Full 19-nucleotide complementarity matches of an siRNA to a transcript were identified using BLAST and were set to X ij  = 0.75, following a manufacturer’s statement of at least 75 % reduction of expression of intended on-targets [36]. The exact choice of this value did not affect model performance appreciably (Additional file 11), most likely because of dominating off-target effects (Additional file 12) [6, 37].

Transcript level scores predicted by TargetScan were aggregated to gene level by the arithmetic mean over all scores from transcripts corresponding to the same gene. For pooled libraries, we predicted off-target relations for each individual siRNA in the pool and computed the joint off-target relations of the pool as the maximum of all individual siRNAs in the pool. Using the maximum effect of all individual siRNAs in the pool, rather than the arithmetic mean of effects, led to an overall increase in concordance (Additional file 13).
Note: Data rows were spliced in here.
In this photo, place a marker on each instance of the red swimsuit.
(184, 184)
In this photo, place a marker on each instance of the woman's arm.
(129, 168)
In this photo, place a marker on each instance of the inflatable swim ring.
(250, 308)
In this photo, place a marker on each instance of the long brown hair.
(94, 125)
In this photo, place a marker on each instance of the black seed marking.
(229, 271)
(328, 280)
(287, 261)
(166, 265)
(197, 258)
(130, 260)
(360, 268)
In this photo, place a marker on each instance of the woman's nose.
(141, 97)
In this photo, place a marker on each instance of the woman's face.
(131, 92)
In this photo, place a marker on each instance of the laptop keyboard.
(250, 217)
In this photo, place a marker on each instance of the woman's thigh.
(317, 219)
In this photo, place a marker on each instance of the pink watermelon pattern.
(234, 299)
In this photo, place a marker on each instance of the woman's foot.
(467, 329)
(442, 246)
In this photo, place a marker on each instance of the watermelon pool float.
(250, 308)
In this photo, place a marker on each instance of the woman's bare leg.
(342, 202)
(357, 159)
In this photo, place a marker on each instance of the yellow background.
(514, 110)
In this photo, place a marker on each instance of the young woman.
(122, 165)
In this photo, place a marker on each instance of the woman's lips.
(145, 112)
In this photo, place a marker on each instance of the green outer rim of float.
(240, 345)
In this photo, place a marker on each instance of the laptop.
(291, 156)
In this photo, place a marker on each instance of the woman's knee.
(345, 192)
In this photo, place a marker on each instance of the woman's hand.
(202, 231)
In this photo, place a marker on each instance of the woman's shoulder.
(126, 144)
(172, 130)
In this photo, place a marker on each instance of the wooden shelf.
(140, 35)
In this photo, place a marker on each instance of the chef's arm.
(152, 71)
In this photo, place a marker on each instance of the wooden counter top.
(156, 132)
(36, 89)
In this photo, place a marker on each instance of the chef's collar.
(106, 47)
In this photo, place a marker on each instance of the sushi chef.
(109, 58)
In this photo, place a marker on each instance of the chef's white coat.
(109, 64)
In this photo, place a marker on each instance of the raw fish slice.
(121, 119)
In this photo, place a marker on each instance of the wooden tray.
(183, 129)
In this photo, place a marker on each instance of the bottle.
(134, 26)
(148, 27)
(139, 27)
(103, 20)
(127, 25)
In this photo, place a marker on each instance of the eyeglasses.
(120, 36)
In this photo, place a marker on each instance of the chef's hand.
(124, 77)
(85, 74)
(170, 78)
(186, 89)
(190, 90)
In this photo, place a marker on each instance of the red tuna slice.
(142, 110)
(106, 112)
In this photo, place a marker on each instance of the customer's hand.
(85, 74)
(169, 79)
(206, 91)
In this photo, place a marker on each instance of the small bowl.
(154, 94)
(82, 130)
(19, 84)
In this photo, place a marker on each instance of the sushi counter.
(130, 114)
We showed that our method is stable with respect to numerous alterations of the siRNA-to-gene target relation matrix, which disturb the original TargetScan predictions. For instance, we evaluated the performance of our model after adding increasing amounts of noise, or false positive and false negative target relations to the matrix, binarizing the matrix, changing the strength of the on-target effect, or keeping only strong off-target predictions above a certain threshold (see “gespeR’s performance under alterations to the siRNA-to-gene target relation” section in Additional file 4 and Additional file 11).

Model inference

The linear regression model is fit using elastic net regularization [17] with a group-lasso penalty [38], such that:

$$ \widehat{\beta}=\underset{\beta \in {\mathrm{\mathbb{R}}}^{p\times k}}{\mathrm{argmin}}\frac{1}{2n}{\displaystyle \sum_{i=1}^n}{\left\Vert {y}_i-{\beta}^T{x}_i\right\Vert}_F^2+\lambda \left[\left(1-\alpha \right){\left\Vert \beta \right\Vert}_F^2/2+\alpha {\displaystyle \sum_{j=1}^p}{\left\Vert {\beta}_j\right\Vert}_2\right] $$

where y i is the i-th row of the n × k response matrix and β j is the j-th row of the p × k coefficient matrix β. We place a group-lasso penalty on each coefficient k-vector β j for a single predictor x j . For k > 1 the group-lasso penalty enforces all coefficients for a predictor to be zero or nonzero together, whereas for k = 1 (univariate response), the penalty degenerates to the normal lasso. The parameter λ determines the amount of regularization and α is the mixing parameter between the ridge and lasso penalty with 0 ≤ α ≤ 1. The elastic net penalty selects variables (genes) like the lasso, and shrinks together the coefficients of correlated predictors like ridge. This allows for a sparse solution of GSPs, while retaining simultaneous selection of genes with similar RNAi reagent binding patterns in their respective 3’ UTRs. In addition to this biological motivation for using elastic net regularization, small-scale screens, with only a few hundred RSPs for thousands of genes, lead to underdetermined systems, unidentifiable without regularization. We performed tenfold cross-validation to estimate the parameter λ using the mean-squared error (MSE) as loss function and fixed α at 0.5.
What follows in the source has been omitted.